Chi, come me, ritiene che perdere le elezioni non comporta l'abbandono di un impegno assunto con i suoi elettori e chi, invece, ritiene che fare l'assessore sia più importante che mantenere la parola data alle persone a cui si è chiesto il voto. E mettiamo da parte, per carità, la questione del doppio incarico.

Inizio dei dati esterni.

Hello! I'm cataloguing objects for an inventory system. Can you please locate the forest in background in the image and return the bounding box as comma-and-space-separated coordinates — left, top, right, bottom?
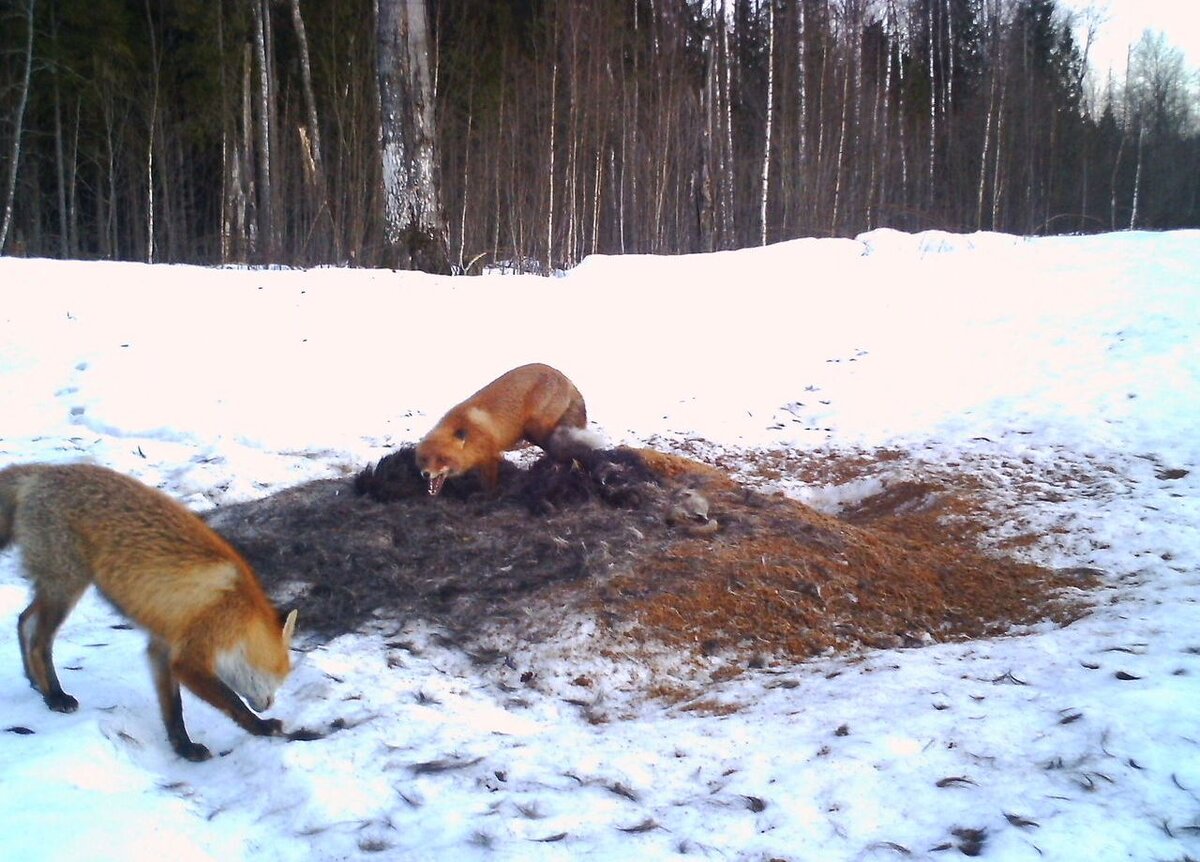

La mia elezione a consigliere provinciale, grazie ad una legge che anche io ho contributo a fare, non comporta accumulo di compensi, semmai un soprappiù di oneri. Di più, chiederò agli uffici legali competenti se sia possibile che la Provincia destini ad opere sociali il compenso che mi sarebbe dovuto come consigliere provinciale. In ogni caso, la mia elezione non solo non graverà sulle spese, ma farà risparmiare l'amministrazione. Il problema è di ordine diverso. Gli altri due candidati alla Presidenza non si sono certo distinti per rispetto del patto con gli elettori; io intendo rispettarlo. E lo farò, da oppositore leale e responsabile, deciso a contrastare il prevalere degli interessi di partito di chi ha vinto, votando con lui ogni volta che ci siano provvedimenti in grado di risolvere problemi della gente.
Quando mi accorgerò che non sarà più necessario il contributo che saprò dare, il mio posto sarà preso dall'ottimo Mario Corongiu, eletto nel Sarcidano che saprà rappresentare al meglio, in Consiglio Provinciale gli interessi del suo territori.